Il ne se vantait point d'une parenté aussi rapprochée: il disait qu'il n'était qu'un arrière-petit-cousin.

Je restai chez lui jusqu'à ce que je fusse logée assez convenablement pour recevoir. J'avais une quantité de lettres pour des personnes de la société de Moscou, et cette fois je trouvai tout le monde. Je fus d'abord chez madame Divoff, née comtesse Boutourline: c'était une personne charmante qui avait été élevée à la cour de la grande Catherine et en avait conservé la grâce, le bon goût et la magnificence. Madame Divoff fut pour moi non-seulement un puissant appui, mais une véritable amie, car c'est toujours ainsi que j'ai été traitée par elle et son aimable famille[18].

Le comte Théodore m'avait aussi donné des lettres pour plusieurs personnes, et particulièrement pour madame de Golofkine. Ce n'était pas de ces vaines formules de grand seigneur; elles étaient remplies d'un intérêt qui ne manque jamais son effet, surtout lorsqu'il vient d'un homme aussi distingué sous tous les rapports que l'était le comte Théodore.

La comtesse était une personne de beaucoup d'esprit, fort instruite, connaissant parfaitement notre littérature, ayant même composé quelques jolis ouvrages en français. Ses soirées étaient agréables, quoiqu'on l'accusât d'être un peu madame Dudeffant; mais il faut bien qu'il se mêle toujours de la jalousie dans les succès, même dans ceux de société; la médiocrité ne souffrant rien qui la dépasse.

Depuis que j'avais perdu une partie de l'étendue de ma voix, je m'étais attachée à perfectionner les cordes du médium, et surtout à faire valoir la musique expressive; c'est celle qui influe le plus sur les organes de la multitude, et il n'est pas nécessaire d'être connaisseur pour la comprendre. La romance exige de jolies paroles, une musique simple et analogue au sujet; elle veut surtout être dite avec expression. J'étais à Moscou lorsque la romance de Joseph me fut envoyée. Je ne puis rendre l'effet qu'elle produisit, de même que l'Émigré montagnard, de M. de Chateaubriand.
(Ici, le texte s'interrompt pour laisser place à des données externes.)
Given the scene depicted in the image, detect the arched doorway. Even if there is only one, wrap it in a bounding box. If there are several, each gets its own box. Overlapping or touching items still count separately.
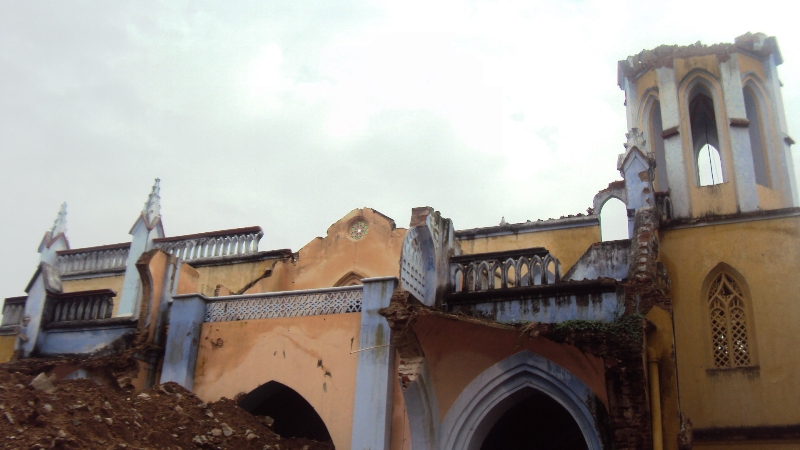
[440,350,604,450]
[481,389,588,450]
[239,381,332,442]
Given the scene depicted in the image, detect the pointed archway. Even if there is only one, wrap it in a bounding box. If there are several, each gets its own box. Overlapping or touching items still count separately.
[481,389,587,450]
[239,381,332,442]
[439,350,603,450]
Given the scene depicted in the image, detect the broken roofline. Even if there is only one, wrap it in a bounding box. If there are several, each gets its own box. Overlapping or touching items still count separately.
[617,33,783,89]
[455,214,600,240]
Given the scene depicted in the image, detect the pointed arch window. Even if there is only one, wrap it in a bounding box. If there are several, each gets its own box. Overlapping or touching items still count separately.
[707,272,752,368]
[742,86,769,187]
[689,84,725,186]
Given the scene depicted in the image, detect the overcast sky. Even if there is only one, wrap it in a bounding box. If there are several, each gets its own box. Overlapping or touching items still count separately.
[0,0,800,298]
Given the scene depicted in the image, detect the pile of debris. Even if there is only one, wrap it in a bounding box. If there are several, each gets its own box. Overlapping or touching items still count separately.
[0,360,334,450]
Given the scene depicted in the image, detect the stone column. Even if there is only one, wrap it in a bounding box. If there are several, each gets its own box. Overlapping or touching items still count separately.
[352,277,398,450]
[161,294,208,391]
[717,54,758,212]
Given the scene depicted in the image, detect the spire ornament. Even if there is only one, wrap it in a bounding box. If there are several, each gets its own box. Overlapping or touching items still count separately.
[50,202,67,239]
[142,178,161,229]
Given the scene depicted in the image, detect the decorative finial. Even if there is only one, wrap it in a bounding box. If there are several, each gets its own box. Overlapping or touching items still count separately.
[623,128,647,153]
[50,202,67,238]
[142,178,161,228]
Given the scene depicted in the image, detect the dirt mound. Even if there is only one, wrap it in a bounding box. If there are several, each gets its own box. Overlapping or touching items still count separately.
[0,360,333,450]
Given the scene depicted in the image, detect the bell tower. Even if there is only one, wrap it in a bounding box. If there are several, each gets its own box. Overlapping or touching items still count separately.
[617,33,798,218]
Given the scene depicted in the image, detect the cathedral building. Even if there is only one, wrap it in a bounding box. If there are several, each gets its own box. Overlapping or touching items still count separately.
[0,34,800,450]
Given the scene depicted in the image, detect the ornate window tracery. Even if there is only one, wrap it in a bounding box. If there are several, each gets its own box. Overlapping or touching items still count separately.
[708,272,752,368]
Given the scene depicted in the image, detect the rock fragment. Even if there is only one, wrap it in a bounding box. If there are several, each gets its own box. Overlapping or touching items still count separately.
[220,423,233,437]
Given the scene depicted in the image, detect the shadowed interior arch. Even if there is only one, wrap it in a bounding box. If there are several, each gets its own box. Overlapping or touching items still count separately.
[481,389,588,450]
[239,381,331,441]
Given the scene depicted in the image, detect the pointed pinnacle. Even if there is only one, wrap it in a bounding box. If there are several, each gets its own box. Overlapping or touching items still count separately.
[50,202,67,237]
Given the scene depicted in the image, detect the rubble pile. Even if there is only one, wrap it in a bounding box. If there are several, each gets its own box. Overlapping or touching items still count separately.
[0,361,334,450]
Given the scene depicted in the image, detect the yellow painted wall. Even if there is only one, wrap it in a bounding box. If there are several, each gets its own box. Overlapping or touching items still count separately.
[194,313,361,449]
[0,334,17,363]
[61,274,125,317]
[459,225,600,274]
[660,217,800,429]
[247,208,406,293]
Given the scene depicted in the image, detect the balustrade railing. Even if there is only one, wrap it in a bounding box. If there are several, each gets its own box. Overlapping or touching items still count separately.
[0,296,28,327]
[205,286,363,322]
[56,243,131,275]
[450,247,561,293]
[47,289,117,323]
[153,227,264,260]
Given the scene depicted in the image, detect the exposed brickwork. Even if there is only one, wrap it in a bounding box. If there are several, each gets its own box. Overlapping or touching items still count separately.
[605,358,653,450]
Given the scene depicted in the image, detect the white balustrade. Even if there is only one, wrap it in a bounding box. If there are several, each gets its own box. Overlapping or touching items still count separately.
[56,244,130,275]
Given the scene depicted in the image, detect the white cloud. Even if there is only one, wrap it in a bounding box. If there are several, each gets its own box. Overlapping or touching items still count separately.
[0,0,800,296]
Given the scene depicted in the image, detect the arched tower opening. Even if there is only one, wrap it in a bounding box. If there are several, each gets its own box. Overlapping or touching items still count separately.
[481,389,588,450]
[239,381,332,442]
[600,197,628,242]
[689,83,725,186]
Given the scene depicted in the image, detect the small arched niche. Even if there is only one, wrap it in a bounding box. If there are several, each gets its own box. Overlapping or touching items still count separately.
[239,381,332,442]
[689,83,725,186]
[600,197,629,242]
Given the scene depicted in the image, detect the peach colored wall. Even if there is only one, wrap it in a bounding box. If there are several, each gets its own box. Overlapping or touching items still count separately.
[459,225,600,274]
[247,208,406,293]
[61,275,125,316]
[193,313,361,449]
[414,316,608,420]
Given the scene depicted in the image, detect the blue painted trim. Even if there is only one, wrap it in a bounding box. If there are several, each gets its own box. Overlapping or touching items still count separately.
[351,277,398,450]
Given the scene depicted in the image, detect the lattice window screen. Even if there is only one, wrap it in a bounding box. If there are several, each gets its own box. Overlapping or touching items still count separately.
[708,273,751,368]
[205,286,362,322]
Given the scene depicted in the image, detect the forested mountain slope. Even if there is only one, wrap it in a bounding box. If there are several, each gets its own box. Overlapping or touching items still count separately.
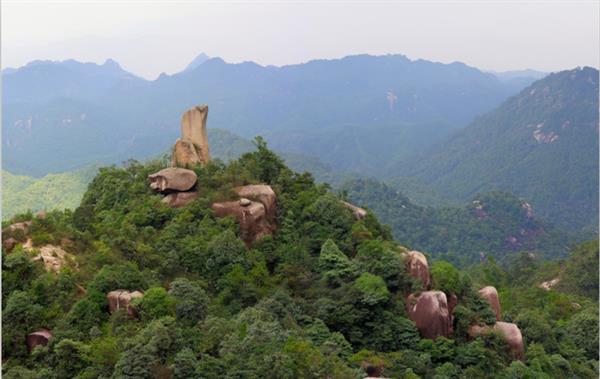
[389,67,599,231]
[2,144,598,379]
[341,179,576,266]
[2,55,525,176]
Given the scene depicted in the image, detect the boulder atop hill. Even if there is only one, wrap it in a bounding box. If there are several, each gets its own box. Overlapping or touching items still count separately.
[162,191,198,208]
[106,290,144,317]
[342,201,367,220]
[479,286,501,321]
[406,291,451,339]
[403,250,431,289]
[25,329,52,353]
[148,167,198,193]
[469,321,525,359]
[171,104,210,166]
[211,184,277,246]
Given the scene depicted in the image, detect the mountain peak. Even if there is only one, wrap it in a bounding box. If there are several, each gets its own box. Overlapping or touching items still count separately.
[183,53,210,72]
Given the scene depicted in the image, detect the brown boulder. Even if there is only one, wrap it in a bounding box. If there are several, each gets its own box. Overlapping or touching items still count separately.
[479,286,501,321]
[403,250,431,289]
[406,291,450,339]
[342,200,367,220]
[211,184,277,246]
[469,321,525,359]
[106,290,144,317]
[148,167,198,193]
[448,293,458,334]
[2,237,19,252]
[171,138,202,167]
[30,245,74,273]
[235,184,277,222]
[2,221,31,235]
[181,104,210,163]
[25,329,52,353]
[162,191,198,208]
[211,199,276,246]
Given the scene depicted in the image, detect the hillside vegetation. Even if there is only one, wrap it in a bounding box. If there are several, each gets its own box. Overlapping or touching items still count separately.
[2,143,598,379]
[2,55,528,176]
[389,67,599,233]
[341,179,577,266]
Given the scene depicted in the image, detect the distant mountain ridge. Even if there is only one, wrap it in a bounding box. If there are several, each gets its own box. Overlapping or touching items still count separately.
[388,67,599,232]
[2,55,536,176]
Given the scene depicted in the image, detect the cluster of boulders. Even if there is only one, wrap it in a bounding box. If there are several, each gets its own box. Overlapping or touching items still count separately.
[403,251,524,359]
[25,329,52,353]
[2,211,77,273]
[148,167,198,208]
[148,105,284,245]
[106,290,144,318]
[211,184,277,245]
[171,104,210,167]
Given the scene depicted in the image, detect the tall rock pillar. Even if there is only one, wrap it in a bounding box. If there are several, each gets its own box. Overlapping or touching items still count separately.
[171,104,210,166]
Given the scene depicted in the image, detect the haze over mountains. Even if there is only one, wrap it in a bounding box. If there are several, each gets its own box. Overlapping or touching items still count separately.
[2,54,598,236]
[2,55,536,176]
[388,68,599,229]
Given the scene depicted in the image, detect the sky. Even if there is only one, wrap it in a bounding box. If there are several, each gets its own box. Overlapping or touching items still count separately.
[1,0,600,79]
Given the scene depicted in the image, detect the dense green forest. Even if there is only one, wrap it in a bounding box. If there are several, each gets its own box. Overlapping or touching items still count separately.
[2,129,342,220]
[2,139,598,379]
[387,67,599,233]
[340,179,582,266]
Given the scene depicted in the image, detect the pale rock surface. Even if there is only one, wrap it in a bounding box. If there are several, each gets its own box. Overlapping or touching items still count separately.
[402,250,431,289]
[148,167,198,193]
[25,329,52,353]
[479,286,502,321]
[106,290,144,317]
[406,291,451,339]
[342,200,367,220]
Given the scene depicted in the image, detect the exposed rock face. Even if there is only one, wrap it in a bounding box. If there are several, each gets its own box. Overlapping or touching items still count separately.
[171,105,210,166]
[469,321,525,359]
[106,290,144,317]
[479,286,501,321]
[342,201,367,220]
[25,329,52,353]
[171,138,202,167]
[403,250,431,289]
[148,167,198,193]
[406,291,450,339]
[31,246,73,273]
[211,184,277,246]
[2,221,31,234]
[235,184,277,223]
[539,278,560,291]
[162,191,198,208]
[448,293,458,334]
[2,237,19,252]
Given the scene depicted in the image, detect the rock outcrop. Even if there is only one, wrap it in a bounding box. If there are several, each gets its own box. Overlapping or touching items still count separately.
[406,291,451,339]
[171,105,210,166]
[2,237,19,252]
[106,290,144,317]
[469,321,525,359]
[211,184,277,246]
[235,184,277,223]
[2,221,32,235]
[25,329,52,353]
[448,293,458,334]
[479,286,501,321]
[162,191,198,208]
[539,277,560,291]
[31,245,75,273]
[148,167,198,193]
[403,250,431,289]
[342,201,367,220]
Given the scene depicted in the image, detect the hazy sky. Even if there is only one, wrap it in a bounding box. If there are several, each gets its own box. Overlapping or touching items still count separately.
[2,0,600,79]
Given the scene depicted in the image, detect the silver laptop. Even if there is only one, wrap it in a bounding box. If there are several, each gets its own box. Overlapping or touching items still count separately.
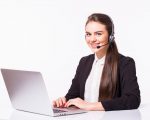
[1,69,86,116]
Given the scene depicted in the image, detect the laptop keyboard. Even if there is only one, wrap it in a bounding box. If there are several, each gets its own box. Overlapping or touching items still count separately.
[53,109,67,113]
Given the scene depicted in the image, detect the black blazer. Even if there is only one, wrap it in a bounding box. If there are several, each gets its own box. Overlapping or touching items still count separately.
[65,54,141,111]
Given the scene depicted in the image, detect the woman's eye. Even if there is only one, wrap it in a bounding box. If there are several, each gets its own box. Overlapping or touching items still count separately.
[85,33,91,37]
[96,33,102,36]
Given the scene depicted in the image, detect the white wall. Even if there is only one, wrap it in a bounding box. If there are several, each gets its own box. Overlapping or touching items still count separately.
[0,0,150,114]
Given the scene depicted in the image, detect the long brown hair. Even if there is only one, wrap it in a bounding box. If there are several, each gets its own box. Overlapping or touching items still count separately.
[86,13,119,101]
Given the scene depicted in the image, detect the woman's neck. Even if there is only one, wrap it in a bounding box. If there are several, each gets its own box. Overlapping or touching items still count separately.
[95,45,109,59]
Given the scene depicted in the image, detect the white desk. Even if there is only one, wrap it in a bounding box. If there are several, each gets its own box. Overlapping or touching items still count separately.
[0,104,150,120]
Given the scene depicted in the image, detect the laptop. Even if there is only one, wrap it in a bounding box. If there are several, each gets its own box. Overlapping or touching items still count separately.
[1,69,87,116]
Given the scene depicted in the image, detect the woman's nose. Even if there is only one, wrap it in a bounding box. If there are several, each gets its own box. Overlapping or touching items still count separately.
[90,35,97,42]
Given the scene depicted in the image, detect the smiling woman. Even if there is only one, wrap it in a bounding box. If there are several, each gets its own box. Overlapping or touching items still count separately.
[53,13,141,111]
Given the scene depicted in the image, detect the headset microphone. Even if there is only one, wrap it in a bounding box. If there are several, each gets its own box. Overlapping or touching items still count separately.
[96,42,109,49]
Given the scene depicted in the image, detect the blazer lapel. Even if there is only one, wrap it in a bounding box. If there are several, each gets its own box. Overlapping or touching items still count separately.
[80,54,94,99]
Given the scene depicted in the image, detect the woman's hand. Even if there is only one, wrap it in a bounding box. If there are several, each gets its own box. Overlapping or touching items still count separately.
[65,98,104,111]
[53,97,66,107]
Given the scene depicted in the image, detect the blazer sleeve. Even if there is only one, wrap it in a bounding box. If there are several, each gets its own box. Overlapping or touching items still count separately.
[101,57,141,111]
[65,58,83,101]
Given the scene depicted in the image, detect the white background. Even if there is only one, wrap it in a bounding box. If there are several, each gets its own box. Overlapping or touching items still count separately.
[0,0,150,116]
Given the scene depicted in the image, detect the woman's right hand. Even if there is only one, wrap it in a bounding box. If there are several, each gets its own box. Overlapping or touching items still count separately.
[53,97,66,107]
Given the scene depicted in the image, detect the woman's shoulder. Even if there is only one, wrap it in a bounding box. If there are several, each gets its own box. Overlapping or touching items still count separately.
[119,54,135,66]
[81,54,94,61]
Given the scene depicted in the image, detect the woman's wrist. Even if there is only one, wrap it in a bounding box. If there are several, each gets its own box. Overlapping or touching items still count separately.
[90,102,105,111]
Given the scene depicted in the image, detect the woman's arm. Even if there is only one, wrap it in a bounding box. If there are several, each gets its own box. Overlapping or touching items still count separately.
[65,98,104,111]
[101,58,141,111]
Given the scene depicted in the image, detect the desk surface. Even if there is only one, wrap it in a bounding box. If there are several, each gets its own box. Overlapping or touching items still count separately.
[0,104,150,120]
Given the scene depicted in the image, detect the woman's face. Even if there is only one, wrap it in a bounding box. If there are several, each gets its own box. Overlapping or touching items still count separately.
[85,21,109,53]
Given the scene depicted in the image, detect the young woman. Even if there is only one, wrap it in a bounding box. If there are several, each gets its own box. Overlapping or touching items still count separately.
[53,13,141,111]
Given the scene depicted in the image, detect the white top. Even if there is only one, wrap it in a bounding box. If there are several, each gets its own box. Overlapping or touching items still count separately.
[84,55,105,102]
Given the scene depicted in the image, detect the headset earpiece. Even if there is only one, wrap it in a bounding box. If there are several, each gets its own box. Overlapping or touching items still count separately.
[109,35,115,43]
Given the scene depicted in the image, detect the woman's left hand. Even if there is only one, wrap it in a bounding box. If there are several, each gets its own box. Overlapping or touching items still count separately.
[65,98,92,110]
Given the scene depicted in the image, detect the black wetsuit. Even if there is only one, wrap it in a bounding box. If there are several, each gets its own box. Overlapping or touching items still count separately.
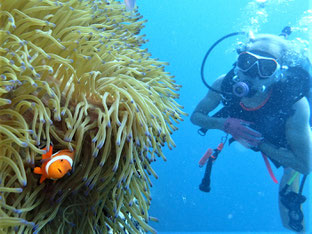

Combien j'ai douce souvenance
Du joli lieu de ma naissance!

M. Effimowith avait composé un air simple et touchant, bien adapté aux paroles. Je ne le chantais jamais sans voir couler des larmes: c'était surtout sur mes compatriotes qu'elle produisait le plus d'effet. Ces talents de société sont fort recherchés à l'étranger, où ils ne sont pas en aussi grand nombre qu'en France. J'avais apporté de Paris de la musique nouvelle, qui avait eu un grand succès de salon à Saint-Pétersbourg, et par cela même ne pouvait manquer d'obtenir son effet à Moscou. Je devins bientôt la chanteuse à la mode; mes chansonnettes faisaient fureur, et on en dessinait les sujets dans les albums. Tous nos chants d'alors n'étaient que des peintures de chevaliers, de bachelettes, de damoiselles. J'avais sur mon album la Sentinelle appuyée sur sa lance, le Départ pour la Syrie, le Troubadour, son épée et sa harpe se croisant sur son coeur.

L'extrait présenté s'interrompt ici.